937森岡孝二著『教職みちくさ道中記』

書誌情報:桜井書店,317頁,本体価格1,800円,2014年3月31日発行

教職みちくさ道中記

教職みちくさ道中記

  • -

森岡さんの本や情報についてはこのエントリーで随分取り上げさせてもらってきた。その森岡さんが関西大学を退職するにあたってこれまで書きためてきた小論,エッセイ,書評をまとめたのが本書である。探鳥エッセイ,イギリスとアメリカの大学への滞在記,株主オンブズマン関連の新聞への寄稿文,30本の書評,働き方ネット掲載稿と硬軟織り交ぜた構成になっている。
森岡ウォッチャーではないがかなりの文章は読んでいる(関連エントリー参照)。
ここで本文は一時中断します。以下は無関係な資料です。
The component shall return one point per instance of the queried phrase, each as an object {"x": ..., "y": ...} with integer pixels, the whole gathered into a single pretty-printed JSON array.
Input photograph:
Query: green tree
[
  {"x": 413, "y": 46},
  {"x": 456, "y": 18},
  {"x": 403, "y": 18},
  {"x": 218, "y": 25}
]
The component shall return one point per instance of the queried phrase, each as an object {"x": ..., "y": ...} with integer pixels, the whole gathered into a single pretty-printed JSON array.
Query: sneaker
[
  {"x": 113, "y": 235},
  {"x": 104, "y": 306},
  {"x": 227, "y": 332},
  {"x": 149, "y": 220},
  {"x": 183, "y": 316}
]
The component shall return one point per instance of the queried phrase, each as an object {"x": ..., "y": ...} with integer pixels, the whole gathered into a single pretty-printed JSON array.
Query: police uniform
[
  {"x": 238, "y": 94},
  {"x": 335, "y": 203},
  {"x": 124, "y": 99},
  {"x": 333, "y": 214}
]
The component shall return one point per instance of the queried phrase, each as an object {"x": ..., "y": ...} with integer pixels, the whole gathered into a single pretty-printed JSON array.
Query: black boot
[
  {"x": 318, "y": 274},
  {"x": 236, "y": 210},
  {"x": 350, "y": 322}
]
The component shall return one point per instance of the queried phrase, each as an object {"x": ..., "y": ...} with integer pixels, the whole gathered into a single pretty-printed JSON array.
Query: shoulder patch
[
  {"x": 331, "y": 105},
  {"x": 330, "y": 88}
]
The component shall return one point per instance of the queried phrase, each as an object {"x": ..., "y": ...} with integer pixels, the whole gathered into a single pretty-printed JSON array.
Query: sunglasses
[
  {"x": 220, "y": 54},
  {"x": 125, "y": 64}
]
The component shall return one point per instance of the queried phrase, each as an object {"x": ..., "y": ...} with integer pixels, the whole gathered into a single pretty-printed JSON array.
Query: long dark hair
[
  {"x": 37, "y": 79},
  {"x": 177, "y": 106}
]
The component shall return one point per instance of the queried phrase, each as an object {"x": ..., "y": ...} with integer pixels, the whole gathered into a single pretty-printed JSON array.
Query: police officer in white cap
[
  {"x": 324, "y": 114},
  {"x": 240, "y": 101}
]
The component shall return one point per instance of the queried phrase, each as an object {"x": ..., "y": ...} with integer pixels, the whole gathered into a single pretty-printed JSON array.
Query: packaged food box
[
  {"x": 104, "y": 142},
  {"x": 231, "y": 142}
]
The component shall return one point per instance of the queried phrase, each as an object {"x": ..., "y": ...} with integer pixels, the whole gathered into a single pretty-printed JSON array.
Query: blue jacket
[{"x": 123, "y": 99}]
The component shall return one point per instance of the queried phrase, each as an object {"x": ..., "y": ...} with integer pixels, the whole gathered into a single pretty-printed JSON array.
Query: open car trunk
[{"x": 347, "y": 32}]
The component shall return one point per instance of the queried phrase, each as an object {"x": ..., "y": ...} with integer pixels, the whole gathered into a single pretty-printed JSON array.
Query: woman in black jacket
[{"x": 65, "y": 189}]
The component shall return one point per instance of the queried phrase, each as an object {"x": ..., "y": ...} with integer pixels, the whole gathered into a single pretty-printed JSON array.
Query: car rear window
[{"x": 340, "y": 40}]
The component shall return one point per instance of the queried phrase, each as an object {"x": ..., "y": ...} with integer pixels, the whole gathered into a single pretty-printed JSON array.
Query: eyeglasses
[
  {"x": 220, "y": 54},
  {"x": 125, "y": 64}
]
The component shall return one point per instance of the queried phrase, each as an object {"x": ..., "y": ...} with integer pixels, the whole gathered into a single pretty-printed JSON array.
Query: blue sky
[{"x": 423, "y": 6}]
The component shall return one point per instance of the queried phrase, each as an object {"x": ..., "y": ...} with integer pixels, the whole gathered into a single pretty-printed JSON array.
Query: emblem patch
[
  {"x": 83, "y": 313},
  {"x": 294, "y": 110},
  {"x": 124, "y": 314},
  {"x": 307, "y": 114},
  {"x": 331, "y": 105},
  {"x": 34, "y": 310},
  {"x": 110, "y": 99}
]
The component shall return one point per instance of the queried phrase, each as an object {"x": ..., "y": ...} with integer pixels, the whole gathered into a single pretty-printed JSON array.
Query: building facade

英米大学滞在記,新聞寄稿文,書評は本書によってまとめて読むことができた。森岡さんの文章にはまことしやかな自慢話やはったりをきかせたものは皆無で,企業社会や長時間労働,過労死などのように対象の重さにもかかわらずさわやかである。それでいて寸鉄人を刺すのごとく切れがいい。
奥さん作のハガキ絵とお堅い桜井書店の本にしては斬新な装丁・レイアウトが本書をさらに引き立てていた。
帯に「経済言論学者の嬉し悲しいエッセイ集。」とある。本書の内容に即してあえて「経済言論学者」にしてひねりをきかせたのかなと思いつつも,「経済言論学者」は存在しないので「経済原論学者」の誤植だろう。(誤植と思わせる著者のひねりを読み取らないといけなかった。後日記す。)